Which is both opportunity and danger for any contender and an argument for courage. It is actually more important to stay "on message" than to get the message right if your purpose is to get out the vote. A party publicly worrying that it may be "too conservative" or alternatively not conservative enough is a party with a well-developed deathwish.

Here we must consider the fundamental weakness of "conservatives" in our time. The people who feel comfortable with the label form naturally two wings -- the "libertarians" who just want a dynamic free economy and the "social conservatives" who want a civilization too. Given the times the libertarian wing is the stronger and the social conservatives will support it for only a few crumbs thinking it at least less likely to try such grand experiments in social engineering as post-modern "liberals" can't resist.

On this point the good news is the orphaning of the "Red Tories" by the new union -- of the people within the old Progressive Conservative party who were committed to both social and economic policies indistinguishable from those of the ruling Liberal elite. In two candid words what I have called in a former column the "apostate Catholic" faction -- the people with family roots in the anti-clericalism of another generation who today champion instant divorce easy abortions the equality fever and the latest eugenic technologies simply because these are "modern".

With any luck the Red Tories will set up their own party under David Orchard that can help the NDP split the vote on the left instead of the right. But even failing this the new Conservative party benefits by being rid of them. I believe a plain review of the history of the PCs in the last generation would show that the destruction of the federal party was a function of the rise of the Red Tory faction within it putting genuinely conservative voters in the position of wondering if they could support the party at all. The party emptied the same way the churches emptied when the progressive types seized the pulpits.

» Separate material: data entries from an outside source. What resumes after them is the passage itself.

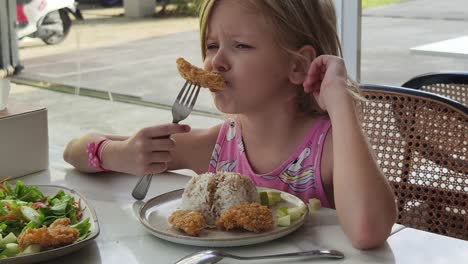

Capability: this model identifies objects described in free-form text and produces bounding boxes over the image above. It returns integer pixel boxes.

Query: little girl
[64,0,396,249]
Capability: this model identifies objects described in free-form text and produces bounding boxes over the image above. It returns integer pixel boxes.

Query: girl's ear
[289,45,316,85]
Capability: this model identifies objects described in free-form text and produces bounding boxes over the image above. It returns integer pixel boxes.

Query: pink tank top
[208,117,331,207]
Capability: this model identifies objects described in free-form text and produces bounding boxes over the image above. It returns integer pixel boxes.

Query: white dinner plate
[0,185,99,264]
[139,187,308,247]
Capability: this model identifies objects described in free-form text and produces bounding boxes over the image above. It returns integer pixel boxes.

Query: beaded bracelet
[86,139,109,171]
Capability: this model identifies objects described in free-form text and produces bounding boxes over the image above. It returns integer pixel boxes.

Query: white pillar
[124,0,156,17]
[335,0,362,82]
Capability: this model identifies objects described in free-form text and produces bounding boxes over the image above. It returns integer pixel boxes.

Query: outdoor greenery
[159,0,201,16]
[160,0,404,16]
[361,0,403,9]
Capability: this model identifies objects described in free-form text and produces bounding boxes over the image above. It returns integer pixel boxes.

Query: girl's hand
[108,123,190,175]
[303,55,350,111]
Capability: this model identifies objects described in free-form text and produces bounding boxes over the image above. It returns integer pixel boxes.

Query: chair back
[402,72,468,106]
[359,85,468,240]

For the first rule of competitive electoral politics is to concede a large block of voters to the enemy. "Liberal" views are already well-represented within the Liberal party and the people who have them are not going to move. The Conservatives must rather steal the people who vote Liberal despite not being "liberal". And such people have been accumulating over the last three federal elections. It will be happy hunting season if the party knows its game.

And even if it slips and slides a bit the advantage of the return to two-party competition (Liberal v. Conservative) in English Canada bodes well. No good whatever came from the west-east schism that Red Toryism triggered in the Mulroney era. It only allowed the Liberals to replace 75 safe seats in Quebec with 100 safe seats in Ontario. In this sense the three-term prime ministry of Jean Chretien was the ultimate gift of Preston Manning just as Mr. Manning's western success was the ultimate gift of Brian Mulroney.

The clock is ticking against the new Conservatives however -- for the purposes of the next election. I gather it will not be possible to arrange a leadership convention till March and at that it will be an unconventional convention. Canada's determinedly pro-Liberal media will pounce upon and exaggerate the slightest sign of disorder in what must necessarily be a chaotic process of reunion; as much as America's determinedly pro-Democrat media have been out to skewer George Bush and the Republicans with the slightest sign of disorder in Iraq.

Moreover Paul Martin soon to inherit the Big Red Machine of federal politics is as cynical as his predecessor when it comes to tactics. He is hardly going to delay the next election to accommodate a united right. We can reasonably assume he will time it expressly to strangle the new infant in its crib.

For this reason I am praying that a new party leader -- say Mike Harris -- may quickly emerge as "heir apparent" in the same way Mr. Martin emerged for the Liberals. It is nice that we have recongregated in the wilderness but will need a Moses to lead us out.